Estamos especialmente em uma semana de cenário externo muito turbulento, com os casos de SVB e Credit Suisse. Como o Brasil se posiciona dado esse momento do exterior?
O fato de termos esse ruído sobre as metas, fundamentos, desancoragem, nos atrapalha um pouco a navegar nesse cenário. Tem um problema acontecendo no sistema bancário americano, aparentemente também no europeu.

Está muito cedo para dizer se vai se transformar numa crise que precise de mais intervenção. Provavelmente na Europa vai; nos EUA, ainda vamos descobrir. Mas tudo isso implica numa possível contração de crédito mais rápida e aguda.

Devemos ver uma desaceleração lá fora que pode antecipar o ciclo de cortes ou interromper o ciclo de alta que outros BCs estão promovendo. Se descobrirmos em uma semana que foi só um susto, que as medidas de liquidez foram suficientes, a gente volta para o que estava em voga antes — alta de juros para combate à inflação. Agora, se não for suficiente, se houver impacto dos bancos na economia real, vai exigir menos juro lá fora.

O que isso significa para o Brasil e outros emergentes?
Para os emergentes, o contágio direto tende a ser pequeno. Pode ser que tenha impacto na economia americana e antecipe desinflação, o que para o Brasil tende a ser menos relevante pelo canal direto e mais pelas questões financeiras — moedas depreciam e isso eventualmente aumenta nossa inflação corrente. Mas boa parte dos BCs está mirando em um horizonte um pouco mais ampliado. O choque que não machuca muito a moeda e gera desaceleração global tende a ser positivo para interromper as altas [de juros] dos países emergentes. No Brasil, se conseguirmos superar o ruído, seria ótimo, a gente volta para o fundamento da economia, que é: fomos o primeiro BC a subir e deveríamos ser o primeiro a cortar.

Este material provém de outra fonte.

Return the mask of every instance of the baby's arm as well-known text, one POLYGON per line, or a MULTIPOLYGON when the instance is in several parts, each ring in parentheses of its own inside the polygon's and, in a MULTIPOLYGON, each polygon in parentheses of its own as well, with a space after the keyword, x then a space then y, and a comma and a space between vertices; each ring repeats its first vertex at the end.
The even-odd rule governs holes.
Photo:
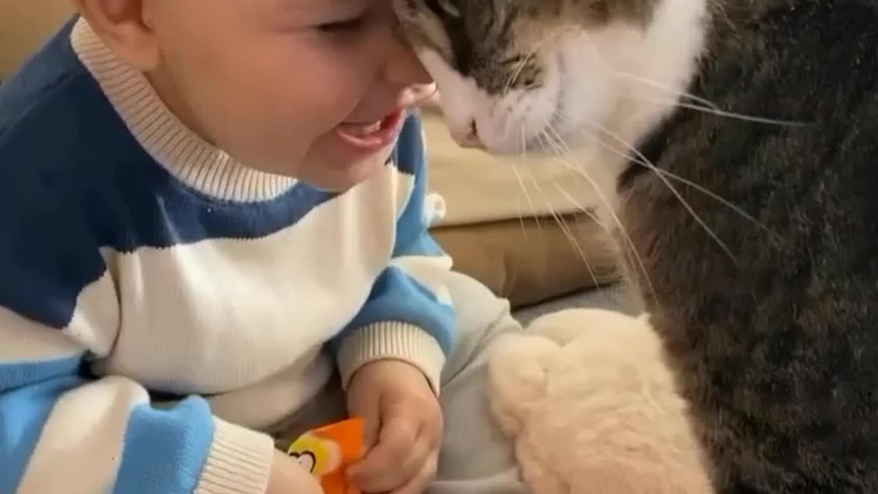
POLYGON ((269 437, 200 397, 154 406, 130 379, 87 374, 118 337, 116 285, 87 229, 45 201, 0 199, 0 492, 262 494, 269 437))
POLYGON ((428 231, 427 164, 421 122, 410 117, 395 160, 414 178, 407 204, 397 222, 391 265, 376 281, 360 313, 331 342, 338 351, 342 385, 370 361, 395 358, 420 368, 439 391, 445 355, 454 344, 455 316, 443 280, 451 259, 428 231))

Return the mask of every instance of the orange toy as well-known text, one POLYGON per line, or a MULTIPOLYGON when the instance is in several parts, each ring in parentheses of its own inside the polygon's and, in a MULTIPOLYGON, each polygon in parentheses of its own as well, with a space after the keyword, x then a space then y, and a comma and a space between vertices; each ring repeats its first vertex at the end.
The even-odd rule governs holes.
POLYGON ((363 455, 363 419, 349 418, 309 431, 292 441, 287 454, 320 480, 326 494, 358 494, 344 473, 363 455))

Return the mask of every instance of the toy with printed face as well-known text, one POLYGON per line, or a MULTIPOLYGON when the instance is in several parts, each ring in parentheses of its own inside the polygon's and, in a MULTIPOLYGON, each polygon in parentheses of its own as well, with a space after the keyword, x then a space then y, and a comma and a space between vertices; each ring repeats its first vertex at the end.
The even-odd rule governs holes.
POLYGON ((309 431, 290 445, 287 454, 320 480, 326 494, 356 492, 344 470, 363 454, 363 420, 350 418, 309 431))

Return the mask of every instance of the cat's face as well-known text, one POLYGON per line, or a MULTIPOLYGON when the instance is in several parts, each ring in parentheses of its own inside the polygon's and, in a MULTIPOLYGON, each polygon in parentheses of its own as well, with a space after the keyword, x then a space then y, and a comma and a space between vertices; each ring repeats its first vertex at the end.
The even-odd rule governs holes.
POLYGON ((662 111, 626 102, 675 99, 705 11, 705 0, 394 2, 452 135, 495 153, 575 146, 598 128, 636 137, 662 111))

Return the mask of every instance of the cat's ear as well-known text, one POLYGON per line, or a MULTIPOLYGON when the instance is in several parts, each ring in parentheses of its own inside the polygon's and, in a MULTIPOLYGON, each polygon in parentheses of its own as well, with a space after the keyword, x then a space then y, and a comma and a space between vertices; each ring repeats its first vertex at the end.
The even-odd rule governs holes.
POLYGON ((445 13, 454 18, 460 18, 460 9, 451 0, 427 0, 427 4, 437 14, 445 13))

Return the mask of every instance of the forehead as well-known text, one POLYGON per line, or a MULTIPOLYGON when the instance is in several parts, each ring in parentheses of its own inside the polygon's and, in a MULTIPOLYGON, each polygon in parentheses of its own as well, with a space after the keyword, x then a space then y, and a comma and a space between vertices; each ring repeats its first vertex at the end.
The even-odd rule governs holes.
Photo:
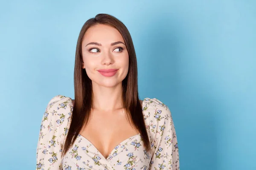
POLYGON ((82 43, 96 42, 108 45, 118 41, 124 43, 122 35, 116 29, 107 25, 96 24, 87 30, 82 43))

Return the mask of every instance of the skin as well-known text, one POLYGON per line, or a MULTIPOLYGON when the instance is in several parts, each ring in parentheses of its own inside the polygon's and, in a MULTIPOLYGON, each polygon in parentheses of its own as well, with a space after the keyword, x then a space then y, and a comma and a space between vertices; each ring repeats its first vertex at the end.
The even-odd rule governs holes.
POLYGON ((139 133, 130 125, 121 102, 122 82, 129 66, 124 44, 117 30, 102 24, 89 28, 82 42, 82 68, 92 80, 93 102, 89 121, 79 133, 105 158, 117 145, 139 133), (115 42, 119 42, 111 45, 115 42), (101 45, 88 44, 90 42, 101 45), (112 77, 104 76, 97 71, 109 68, 118 70, 112 77))

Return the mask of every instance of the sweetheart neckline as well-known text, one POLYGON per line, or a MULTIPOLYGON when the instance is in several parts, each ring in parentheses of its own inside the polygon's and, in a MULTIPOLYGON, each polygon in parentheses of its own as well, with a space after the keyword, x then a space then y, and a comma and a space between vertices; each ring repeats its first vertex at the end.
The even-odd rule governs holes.
POLYGON ((90 141, 89 140, 88 140, 86 137, 84 137, 84 136, 82 136, 81 134, 79 133, 78 135, 79 135, 79 137, 81 137, 83 139, 85 139, 85 140, 86 140, 90 144, 91 144, 92 145, 92 146, 93 146, 93 147, 96 150, 96 151, 98 152, 99 153, 102 157, 102 158, 103 158, 104 159, 105 159, 105 160, 106 160, 106 161, 108 161, 109 158, 110 157, 110 156, 112 154, 112 153, 113 152, 113 151, 115 150, 115 148, 116 148, 116 147, 117 147, 117 146, 120 145, 122 145, 122 144, 123 144, 124 143, 126 143, 127 142, 128 142, 128 141, 133 139, 135 138, 135 137, 137 137, 137 136, 140 136, 140 133, 137 133, 135 135, 134 135, 133 136, 131 136, 131 137, 129 137, 129 138, 124 140, 123 141, 122 141, 122 142, 120 142, 119 144, 117 144, 113 148, 113 149, 112 149, 111 151, 111 152, 108 155, 108 157, 107 157, 107 158, 105 158, 105 157, 102 154, 102 153, 97 148, 97 147, 96 147, 90 142, 90 141))

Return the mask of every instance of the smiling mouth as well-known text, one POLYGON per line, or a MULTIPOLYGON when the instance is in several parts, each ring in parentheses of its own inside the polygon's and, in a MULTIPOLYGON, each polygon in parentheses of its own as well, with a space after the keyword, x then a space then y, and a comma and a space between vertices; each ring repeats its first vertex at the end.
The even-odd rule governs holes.
POLYGON ((98 70, 98 71, 102 72, 113 72, 117 71, 118 69, 101 69, 98 70))
POLYGON ((118 69, 102 69, 97 70, 99 73, 105 77, 111 77, 116 74, 118 69))

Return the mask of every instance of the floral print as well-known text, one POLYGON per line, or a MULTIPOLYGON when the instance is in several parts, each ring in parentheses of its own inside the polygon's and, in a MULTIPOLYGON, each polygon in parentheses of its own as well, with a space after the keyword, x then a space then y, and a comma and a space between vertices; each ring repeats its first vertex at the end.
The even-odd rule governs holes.
POLYGON ((143 113, 151 150, 144 147, 140 134, 117 145, 105 159, 80 134, 61 159, 73 110, 72 99, 57 95, 49 102, 42 119, 36 153, 36 170, 180 169, 179 149, 171 112, 156 98, 144 99, 143 113))

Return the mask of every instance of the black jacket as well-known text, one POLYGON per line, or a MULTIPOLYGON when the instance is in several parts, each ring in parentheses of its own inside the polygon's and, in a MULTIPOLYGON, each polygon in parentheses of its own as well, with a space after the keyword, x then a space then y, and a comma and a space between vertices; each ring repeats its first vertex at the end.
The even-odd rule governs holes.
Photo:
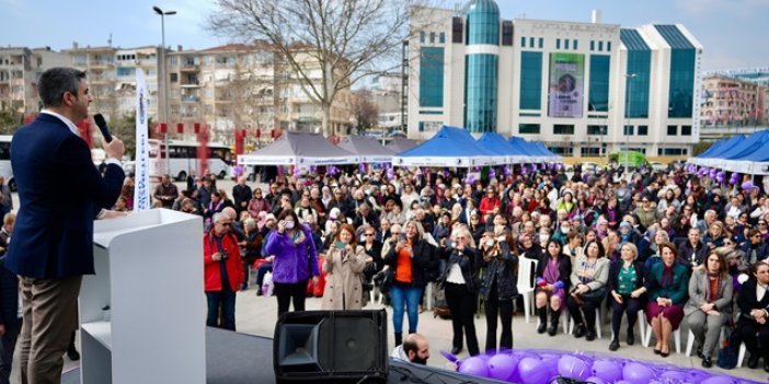
MULTIPOLYGON (((427 241, 420 240, 412 246, 412 252, 414 256, 411 258, 411 286, 424 287, 428 281, 427 275, 429 270, 436 268, 433 257, 434 247, 427 241)), ((383 261, 390 268, 398 268, 395 246, 390 247, 390 251, 384 255, 383 261)), ((394 283, 402 284, 398 281, 394 281, 394 283)))
POLYGON ((475 293, 481 289, 480 274, 481 266, 483 264, 483 256, 481 252, 475 248, 464 248, 459 251, 457 248, 446 247, 440 248, 440 258, 446 259, 446 269, 440 274, 438 281, 443 286, 446 282, 451 267, 456 264, 462 271, 462 278, 464 279, 464 287, 471 293, 475 293))
POLYGON ((518 296, 518 256, 510 252, 505 242, 500 245, 498 256, 489 261, 483 261, 483 280, 481 282, 481 294, 484 300, 489 300, 490 294, 496 294, 498 300, 509 300, 518 296), (491 288, 496 280, 496 292, 491 288))
MULTIPOLYGON (((544 267, 548 266, 549 260, 550 260, 550 255, 540 253, 538 261, 537 261, 537 269, 535 270, 535 276, 537 278, 544 279, 544 267)), ((563 281, 563 289, 566 292, 569 292, 569 286, 571 286, 571 280, 569 278, 571 275, 572 275, 572 258, 564 255, 564 254, 561 254, 559 256, 558 277, 559 277, 559 280, 563 281)))

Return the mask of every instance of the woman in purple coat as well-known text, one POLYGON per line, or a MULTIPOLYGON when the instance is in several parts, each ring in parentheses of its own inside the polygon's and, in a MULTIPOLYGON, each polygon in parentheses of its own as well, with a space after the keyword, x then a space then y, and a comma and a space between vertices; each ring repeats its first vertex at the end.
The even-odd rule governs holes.
POLYGON ((297 214, 285 210, 278 217, 277 229, 269 233, 267 255, 273 260, 273 281, 278 301, 278 316, 288 312, 294 301, 294 311, 305 311, 307 280, 318 281, 318 251, 310 230, 299 223, 297 214))

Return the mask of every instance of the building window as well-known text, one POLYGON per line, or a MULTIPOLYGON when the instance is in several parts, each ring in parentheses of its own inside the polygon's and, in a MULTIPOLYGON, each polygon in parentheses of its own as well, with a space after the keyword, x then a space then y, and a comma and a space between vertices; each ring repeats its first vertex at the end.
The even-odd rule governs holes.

Mas o potencial efeito baixista sobre os juros tende a ser atenuado por conta do nosso problema de desancoragem.

Quanto o senhor diz que haveria possibilidade de antecipar cortes, isso seria muito mais do que o 1 p.p de consenso do Focus hoje, que aponta em Selic indo de 13,75% para 12,75% até o fim do ano?
Sim, muito mais. O que estávamos discutindo há alguns meses era se teria de cortar juros em março. E de quatro meses para cá a economia se comportou conforme o previsto. Então, era para estarmos discutindo corte agora, nessa reunião, porque o cenário evoluiu melhor — e até apareceram outras coisas, como Americanas e potencial efeito na contração de crédito e liquidez. Era para estarmos discutindo uma Selic muito mais baixa.

E outra coisa que acho importante pontuar: o Banco Central trabalha com expectativa de juro neutro de 4%. Têm saído notícias desde a última reunião que podem levar a aumento adicional desse juro neutro e, de novo, de modo a atrapalhar a baixa de juros. Como voltar os subsídios do BNDES, entrevistas dizendo que o tamanho do banco vai dobrar, formas de baratear o custo de crédito. Então, já não bastasse a discussão das metas de inflação, tem de certa forma uma tentativa de partes do governo de afrouxar as condições financeiras, ou tornar o impacto da política monetária menos percebido pelos agentes. Isso pode acabar nos atrapalhando a virar essa página.